Será preciso regular este fenómeno que marca época, en expresión de Benedicto XVI en su encíclica Caritas in veritate, cuyas palabras recuerda el Papa Francisco en su Mensaje para la Jornada de este año: no se pueden ignorar «los dramáticos desafíos» que supone tal regulación «a las comunidades nacionales y a la comunidad internacional», que han de tener muy presente –añadía el Papa Benedicto– que «todo emigrante es una persona humana que, en cuanto tal, posee derechos fundamentales inalienables que han de ser respetados por todos y en cualquier situación». Y el Papa Francisco lo subraya diciendo a los «organismos e instituciones, a nivel internacional, nacional y local» que se ocupan del fenómeno migratorio, que «es necesaria una acción más eficaz e incisiva». ¿Y cómo? La respuesta del Santo Padre es bien elocuente: una acción «fundada en la protección de la dignidad y centralidad de la persona humana». Con ello, no sólo se está viendo la auténtica identidad del inmigrante: ¡es imagen de Dios!, sino que igualmente la recupera quien lo acoge. Buena prueba de ello es la comunidad de la Casa de San Antonio con cuyo sencillo testimonio se iniciaba este comentario: una familia, que eso es la Iglesia, y a eso está llamada la Humanidad entera.
Pero una familia sólo lo es si hay una madre, fuente de la vida y garantía de fraternidad. «Para garantizar una convivencia armónica entre las personas y las culturas –afirma con toda razón el Papa Francisco en su Mensaje– no basta la simple tolerancia.
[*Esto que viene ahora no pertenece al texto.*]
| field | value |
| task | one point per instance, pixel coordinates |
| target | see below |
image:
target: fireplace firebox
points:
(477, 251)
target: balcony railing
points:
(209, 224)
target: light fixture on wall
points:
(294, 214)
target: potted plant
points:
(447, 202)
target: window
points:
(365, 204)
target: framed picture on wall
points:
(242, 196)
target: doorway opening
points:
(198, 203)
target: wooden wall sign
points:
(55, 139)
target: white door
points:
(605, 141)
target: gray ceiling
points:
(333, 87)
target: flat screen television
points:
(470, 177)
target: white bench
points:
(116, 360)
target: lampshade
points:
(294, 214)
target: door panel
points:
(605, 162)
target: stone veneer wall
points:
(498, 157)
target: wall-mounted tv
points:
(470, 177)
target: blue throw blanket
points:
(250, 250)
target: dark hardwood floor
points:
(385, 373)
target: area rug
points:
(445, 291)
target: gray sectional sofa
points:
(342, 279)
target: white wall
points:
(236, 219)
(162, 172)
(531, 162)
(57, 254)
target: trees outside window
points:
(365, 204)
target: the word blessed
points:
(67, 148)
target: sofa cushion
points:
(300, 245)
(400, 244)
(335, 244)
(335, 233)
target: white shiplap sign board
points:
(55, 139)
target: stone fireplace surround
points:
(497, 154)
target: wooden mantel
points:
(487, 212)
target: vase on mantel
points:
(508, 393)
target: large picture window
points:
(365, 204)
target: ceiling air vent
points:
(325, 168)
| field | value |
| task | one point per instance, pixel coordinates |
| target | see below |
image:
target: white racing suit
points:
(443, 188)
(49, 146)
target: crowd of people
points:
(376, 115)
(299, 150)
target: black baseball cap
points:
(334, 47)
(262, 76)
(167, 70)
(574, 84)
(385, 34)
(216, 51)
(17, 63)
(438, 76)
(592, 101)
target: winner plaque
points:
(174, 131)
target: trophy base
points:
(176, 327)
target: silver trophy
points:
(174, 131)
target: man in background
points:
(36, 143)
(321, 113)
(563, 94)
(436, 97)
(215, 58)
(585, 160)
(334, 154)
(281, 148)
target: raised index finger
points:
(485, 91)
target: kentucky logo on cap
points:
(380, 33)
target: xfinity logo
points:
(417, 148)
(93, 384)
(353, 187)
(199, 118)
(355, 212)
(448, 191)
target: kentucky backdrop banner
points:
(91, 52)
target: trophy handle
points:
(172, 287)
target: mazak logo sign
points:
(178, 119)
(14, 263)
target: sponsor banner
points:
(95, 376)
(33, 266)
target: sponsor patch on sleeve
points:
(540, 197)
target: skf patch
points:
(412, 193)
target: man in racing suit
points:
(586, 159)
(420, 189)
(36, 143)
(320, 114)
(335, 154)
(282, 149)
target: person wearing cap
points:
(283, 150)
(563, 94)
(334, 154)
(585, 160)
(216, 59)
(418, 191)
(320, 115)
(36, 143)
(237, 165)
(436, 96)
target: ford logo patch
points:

Aquí se sitúa la vocación de la Iglesia a superar las fronteras y a favorecer la cultura del encuentro», que está en el ser y actuar de la Iglesia de Cristo, que en Él tiene su origen, en Él –como escribió bellamente san Juan Pablo II en su Mensaje para la Jornada del Emigrante del año 2000–, «Dios vino a pedir hospitalidad a los hombres». A quienes lo recibieron –dice san Juan en su evangelio– «les dio poder de ser hijos de Dios», y así formar un mundo de hermanos. No hay otro camino humano en esta época de tan vastas migraciones, como la define en su Mensaje el Papa Francisco, y por eso, concluye, «a la globalización del fenómeno migratorio hay que responder con la globalización de la caridad y de la cooperación, para que se humanicen las condiciones de los emigrantes», y de cuantos los acogen, pues lo hacen al mismo Cristo.